At a distance of 1200 yards due south from Avebury Circle stands the famous artificial mound called Silbury Hill. It is 552 feet in diameter, 130 in height, and has a flat top 102 feet across. A pit was driven down into its centre in 1777, and in 1849 a trench was cut into it from the south side to the centre, but neither gave any result. It is quite possible that there are burials in the mound, whether in megalithic chambers or not.
South-west of Avebury is Hakpen Hill, where there once stood two concentric ellipses of stones. A straight avenue is said to have run from these in a north-westerly direction. Whether these three monuments near Avebury have any connection with one another and, if so, what this connection is, is unknown.
There are many other circles in England, but we have only space to mention briefly some of the more important. At Rollright, in Oxfordshire, there is a circle 100 feet in diameter with a tall menhir 50 yards to the north-east.

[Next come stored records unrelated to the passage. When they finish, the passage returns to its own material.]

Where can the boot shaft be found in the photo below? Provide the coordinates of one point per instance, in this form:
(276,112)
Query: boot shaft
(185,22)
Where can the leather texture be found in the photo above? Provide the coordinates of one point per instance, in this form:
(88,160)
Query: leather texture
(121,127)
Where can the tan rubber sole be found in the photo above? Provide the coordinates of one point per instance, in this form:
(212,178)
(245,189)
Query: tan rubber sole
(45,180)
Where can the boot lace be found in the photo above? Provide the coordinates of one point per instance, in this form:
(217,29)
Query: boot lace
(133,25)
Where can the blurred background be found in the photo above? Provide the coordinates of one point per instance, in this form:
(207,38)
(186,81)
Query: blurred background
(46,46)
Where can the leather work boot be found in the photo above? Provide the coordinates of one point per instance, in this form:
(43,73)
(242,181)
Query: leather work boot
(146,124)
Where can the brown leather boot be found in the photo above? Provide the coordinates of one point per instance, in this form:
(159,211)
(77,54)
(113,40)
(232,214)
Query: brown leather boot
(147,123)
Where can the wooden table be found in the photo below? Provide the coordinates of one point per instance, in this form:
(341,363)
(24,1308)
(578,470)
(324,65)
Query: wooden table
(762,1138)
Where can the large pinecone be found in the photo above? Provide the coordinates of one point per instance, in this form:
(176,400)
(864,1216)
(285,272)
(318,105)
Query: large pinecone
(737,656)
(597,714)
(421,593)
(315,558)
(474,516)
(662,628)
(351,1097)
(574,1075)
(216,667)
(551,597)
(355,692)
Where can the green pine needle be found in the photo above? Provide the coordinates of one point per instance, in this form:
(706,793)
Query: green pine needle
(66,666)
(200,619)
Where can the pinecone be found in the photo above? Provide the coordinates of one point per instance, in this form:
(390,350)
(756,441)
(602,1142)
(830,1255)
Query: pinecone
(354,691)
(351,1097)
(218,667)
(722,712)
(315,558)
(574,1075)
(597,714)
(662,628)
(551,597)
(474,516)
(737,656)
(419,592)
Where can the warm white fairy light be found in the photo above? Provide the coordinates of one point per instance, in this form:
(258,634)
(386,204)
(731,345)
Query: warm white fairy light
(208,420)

Derbyshire possesses a famous monument, that of Arbor Low, where a circle is surrounded by a rampart and ditch, while that of Stanton Drew in Somerset consists of a great circle A and two smaller circles B and C. The line joining the centres of B and A passes through a menhir called Hauptville’s Quoit away to the north-east, while that which joins the centres of C and A cuts a group of three menhirs called The Cove, lying to the south-west.

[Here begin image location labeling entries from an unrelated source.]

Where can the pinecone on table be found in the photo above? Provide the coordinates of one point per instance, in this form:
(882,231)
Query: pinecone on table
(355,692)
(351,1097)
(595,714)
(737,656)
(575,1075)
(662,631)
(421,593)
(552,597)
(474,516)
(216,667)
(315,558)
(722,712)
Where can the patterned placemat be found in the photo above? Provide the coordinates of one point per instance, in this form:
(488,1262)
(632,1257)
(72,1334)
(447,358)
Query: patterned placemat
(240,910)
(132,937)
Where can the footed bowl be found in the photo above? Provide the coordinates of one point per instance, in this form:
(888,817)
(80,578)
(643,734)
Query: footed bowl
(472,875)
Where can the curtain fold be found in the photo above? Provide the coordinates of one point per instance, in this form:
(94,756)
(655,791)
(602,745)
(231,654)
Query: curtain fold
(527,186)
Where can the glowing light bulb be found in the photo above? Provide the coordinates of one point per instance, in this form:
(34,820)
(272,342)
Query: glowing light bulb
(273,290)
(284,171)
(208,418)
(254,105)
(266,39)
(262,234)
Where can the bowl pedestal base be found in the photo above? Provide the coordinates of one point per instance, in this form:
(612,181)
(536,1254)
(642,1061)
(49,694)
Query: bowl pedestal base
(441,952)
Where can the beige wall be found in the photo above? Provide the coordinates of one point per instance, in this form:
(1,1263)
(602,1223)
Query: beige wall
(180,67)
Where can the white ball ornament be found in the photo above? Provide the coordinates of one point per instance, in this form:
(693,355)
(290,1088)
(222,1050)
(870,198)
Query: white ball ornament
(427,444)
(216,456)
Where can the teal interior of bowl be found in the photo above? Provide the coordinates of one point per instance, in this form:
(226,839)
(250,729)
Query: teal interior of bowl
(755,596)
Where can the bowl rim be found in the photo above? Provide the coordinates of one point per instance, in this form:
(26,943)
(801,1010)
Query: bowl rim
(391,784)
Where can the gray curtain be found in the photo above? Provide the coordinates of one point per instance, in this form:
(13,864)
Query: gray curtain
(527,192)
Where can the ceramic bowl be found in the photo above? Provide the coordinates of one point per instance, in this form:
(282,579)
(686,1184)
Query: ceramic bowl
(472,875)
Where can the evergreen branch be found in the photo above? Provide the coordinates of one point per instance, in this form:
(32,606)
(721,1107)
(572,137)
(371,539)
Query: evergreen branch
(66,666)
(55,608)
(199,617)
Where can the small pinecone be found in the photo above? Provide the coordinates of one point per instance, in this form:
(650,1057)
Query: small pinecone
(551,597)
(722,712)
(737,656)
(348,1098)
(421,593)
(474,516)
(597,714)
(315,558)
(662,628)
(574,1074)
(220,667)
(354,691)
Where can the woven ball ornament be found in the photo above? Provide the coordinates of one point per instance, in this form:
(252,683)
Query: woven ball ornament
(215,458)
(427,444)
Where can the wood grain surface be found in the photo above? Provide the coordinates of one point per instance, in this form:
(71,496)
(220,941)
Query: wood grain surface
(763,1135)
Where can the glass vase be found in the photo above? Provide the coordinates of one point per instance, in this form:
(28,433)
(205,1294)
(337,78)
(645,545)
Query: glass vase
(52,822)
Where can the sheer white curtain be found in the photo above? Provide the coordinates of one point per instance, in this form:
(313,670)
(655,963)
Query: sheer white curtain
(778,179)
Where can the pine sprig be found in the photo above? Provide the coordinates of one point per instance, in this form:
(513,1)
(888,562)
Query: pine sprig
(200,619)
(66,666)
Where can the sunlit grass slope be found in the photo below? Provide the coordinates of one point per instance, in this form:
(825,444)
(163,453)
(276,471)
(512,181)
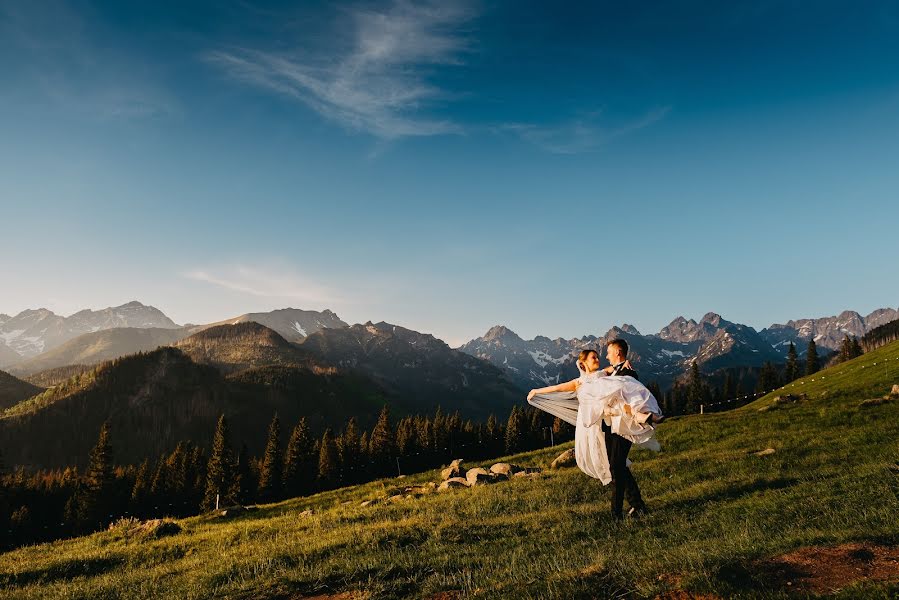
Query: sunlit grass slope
(717,509)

In Cumberland there are several circles. One of these, 330 feet in diameter with an outstanding menhir, is known as “Long Meg and her Daughters.” Another, the Mayborough Circle, is of much the same size, but consists of a tall monolith in the centre of a rampart formed entirely of rather small water-worn stones. A similar circle not far from this is known as King Arthur’s Round Table; here, however, there is no monolith. Near Keswick there is a finely preserved circle, and at Shap there seems to have existed a large circle with an avenue of stones running for over a mile to the north.

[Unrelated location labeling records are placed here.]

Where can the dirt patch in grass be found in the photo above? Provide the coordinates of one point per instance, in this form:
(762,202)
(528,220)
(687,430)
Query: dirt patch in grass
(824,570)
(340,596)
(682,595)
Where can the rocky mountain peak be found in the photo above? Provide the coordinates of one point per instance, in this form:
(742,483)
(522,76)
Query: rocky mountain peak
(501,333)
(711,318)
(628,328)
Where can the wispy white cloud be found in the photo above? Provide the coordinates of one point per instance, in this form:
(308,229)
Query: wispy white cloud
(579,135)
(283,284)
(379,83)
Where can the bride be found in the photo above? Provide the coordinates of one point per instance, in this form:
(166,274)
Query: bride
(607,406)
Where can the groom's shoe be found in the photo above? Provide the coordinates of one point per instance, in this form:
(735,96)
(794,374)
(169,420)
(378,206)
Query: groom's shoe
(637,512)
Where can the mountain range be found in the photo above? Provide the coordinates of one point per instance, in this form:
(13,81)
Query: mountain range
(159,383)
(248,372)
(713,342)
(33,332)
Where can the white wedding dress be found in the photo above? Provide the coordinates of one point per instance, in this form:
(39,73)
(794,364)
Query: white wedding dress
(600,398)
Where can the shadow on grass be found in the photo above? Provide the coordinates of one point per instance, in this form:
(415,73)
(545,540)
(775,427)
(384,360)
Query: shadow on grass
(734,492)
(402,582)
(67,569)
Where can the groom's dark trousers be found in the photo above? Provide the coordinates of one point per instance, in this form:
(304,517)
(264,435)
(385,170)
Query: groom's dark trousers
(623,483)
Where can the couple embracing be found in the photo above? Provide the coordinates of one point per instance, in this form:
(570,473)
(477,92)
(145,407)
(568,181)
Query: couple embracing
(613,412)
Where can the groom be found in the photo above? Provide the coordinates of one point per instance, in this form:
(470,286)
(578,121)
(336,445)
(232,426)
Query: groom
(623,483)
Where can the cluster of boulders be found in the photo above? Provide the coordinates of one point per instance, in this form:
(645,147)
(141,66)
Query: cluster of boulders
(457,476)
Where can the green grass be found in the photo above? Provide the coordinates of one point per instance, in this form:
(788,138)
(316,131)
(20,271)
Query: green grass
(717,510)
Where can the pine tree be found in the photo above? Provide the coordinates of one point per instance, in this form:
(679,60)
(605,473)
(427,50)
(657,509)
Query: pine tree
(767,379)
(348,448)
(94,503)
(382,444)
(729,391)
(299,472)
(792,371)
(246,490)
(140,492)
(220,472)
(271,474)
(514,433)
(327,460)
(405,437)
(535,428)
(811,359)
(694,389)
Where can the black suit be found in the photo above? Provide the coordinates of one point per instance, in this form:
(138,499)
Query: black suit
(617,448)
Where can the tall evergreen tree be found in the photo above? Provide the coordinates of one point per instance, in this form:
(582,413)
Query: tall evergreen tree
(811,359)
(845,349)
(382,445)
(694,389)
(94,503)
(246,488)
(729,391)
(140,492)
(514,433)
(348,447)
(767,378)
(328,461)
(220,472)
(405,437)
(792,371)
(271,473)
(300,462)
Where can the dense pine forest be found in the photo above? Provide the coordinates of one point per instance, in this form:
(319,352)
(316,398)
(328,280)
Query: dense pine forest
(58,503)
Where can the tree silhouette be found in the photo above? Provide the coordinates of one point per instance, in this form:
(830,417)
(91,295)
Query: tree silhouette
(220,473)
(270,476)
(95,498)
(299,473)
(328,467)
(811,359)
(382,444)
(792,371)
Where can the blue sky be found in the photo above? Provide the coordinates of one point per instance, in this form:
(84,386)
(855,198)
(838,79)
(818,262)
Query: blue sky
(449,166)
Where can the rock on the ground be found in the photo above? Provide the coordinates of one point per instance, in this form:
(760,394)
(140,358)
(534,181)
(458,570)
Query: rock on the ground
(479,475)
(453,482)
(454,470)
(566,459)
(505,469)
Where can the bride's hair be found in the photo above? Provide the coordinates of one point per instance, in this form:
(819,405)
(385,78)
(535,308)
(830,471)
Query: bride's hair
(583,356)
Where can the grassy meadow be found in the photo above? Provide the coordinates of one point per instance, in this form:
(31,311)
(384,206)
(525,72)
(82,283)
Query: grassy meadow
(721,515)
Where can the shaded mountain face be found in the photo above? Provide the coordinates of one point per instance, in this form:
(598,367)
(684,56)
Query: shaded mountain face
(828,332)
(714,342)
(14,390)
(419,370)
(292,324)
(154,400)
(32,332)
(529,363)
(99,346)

Cornwall possesses a number of fine monuments. The most celebrated is the Dance Maen Circle, which is 76 feet in diameter and has two monoliths to the north-east, out of sight of the circle, but stated to be in a straight line with its centre. Local tradition calls the circle “The Merry Maidens,” and has it that the stones are girls turned into stones for dancing on Sunday: the two monoliths are called the Pipers. The three circles known as the Hurlers lie close together with their centres nearly in a straight line in the direction N.N.E. by S.S.W. At Boscawen-un, near Penzance, is a circle called the Nine Maidens, and two circles near Tregeseal have the same name. Another well-known circle in Cornwall is called the Stripple Stones: the circle stands on a platform of earth surrounded by a ditch, outside which is a rampart. In the centre is a menhir 12 feet in height.